Deep Extreme Cut DEXTR uses extreme points of an object in an image as input to perform image segmentation. Here are some results of using the model trained on PASCAL VOC to segment HMI and AIA images (after conversion to RGB jpg).
Pre-trained model applied to HMI data
With this simple and clear object shape, even the network trained on non-scientific, photographic images performs well.
Multiple object segmentation example with two sunspots in a sunspot group.
Pre-trained model applied to AIA data
AIA 304 image - defining the extreme points of what looks like a darker band of plasma overlying a brighter area performs decently, although details of finer structure are lost.
Possible applications
This could be a good candidate for transfer learning, with the goal of solar image segmentation in mind.
The most suitable dataset that comes to mind is coronal holes; they are large, irregularly shaped but continuous, and their exact bounding polygons are available from HEK results. For multi-class segmentation (flares, sigmoids, jets, etc), much more pre-processing and data labelling would need to be done.

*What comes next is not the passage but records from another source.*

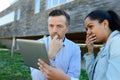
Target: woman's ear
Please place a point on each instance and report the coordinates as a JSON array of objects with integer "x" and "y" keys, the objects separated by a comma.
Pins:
[{"x": 105, "y": 23}]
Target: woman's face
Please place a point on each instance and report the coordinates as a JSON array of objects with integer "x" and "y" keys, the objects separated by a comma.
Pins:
[{"x": 93, "y": 27}]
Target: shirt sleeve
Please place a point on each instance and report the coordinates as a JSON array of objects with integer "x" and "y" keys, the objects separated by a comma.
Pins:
[
  {"x": 89, "y": 61},
  {"x": 113, "y": 72},
  {"x": 75, "y": 64}
]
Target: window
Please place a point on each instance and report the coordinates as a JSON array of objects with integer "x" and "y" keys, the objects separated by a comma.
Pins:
[
  {"x": 7, "y": 18},
  {"x": 53, "y": 3},
  {"x": 6, "y": 3},
  {"x": 18, "y": 14},
  {"x": 37, "y": 6}
]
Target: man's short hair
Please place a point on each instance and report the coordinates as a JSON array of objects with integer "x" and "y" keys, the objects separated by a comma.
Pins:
[{"x": 58, "y": 12}]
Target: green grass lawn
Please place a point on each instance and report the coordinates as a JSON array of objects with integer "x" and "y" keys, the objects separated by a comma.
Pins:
[{"x": 15, "y": 69}]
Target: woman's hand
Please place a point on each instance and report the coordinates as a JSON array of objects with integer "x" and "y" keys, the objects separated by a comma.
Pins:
[
  {"x": 52, "y": 73},
  {"x": 90, "y": 39}
]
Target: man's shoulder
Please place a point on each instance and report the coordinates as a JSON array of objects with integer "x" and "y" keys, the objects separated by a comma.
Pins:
[{"x": 44, "y": 39}]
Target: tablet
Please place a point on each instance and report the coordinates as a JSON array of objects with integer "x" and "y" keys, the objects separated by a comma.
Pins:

An interesting application could be for EUV flare ribbon finding. Perhaps this method could perform better than basic thresholding?
Challenges:
- It seems like the object must be continuous. Therefore, sunspots in a group have to be treated individually
- Extreme pixels must be located on the object or boundaries of the object. Loosely defining a bounding box (such is the ones that are returned for sunspots from HEK queries) won’t produce the desired result. However, there seem to be similar image segmentation techniques based on bounding boxes.
- The model assumes RGB image data. The input layer would have to be adjusted to single-channel (or one channel per wavelength if using a full AIA/HMI image cube) to accomodate scientific image data and remove dependency on a colorscale. Depending on image saturation/contrast, this could make determining the extreme points by eye less reliable however. Automated finding of extreme points via contour levels might be a good alternative, for features like sunspots and perhaps even loops (probably not sigmoids though).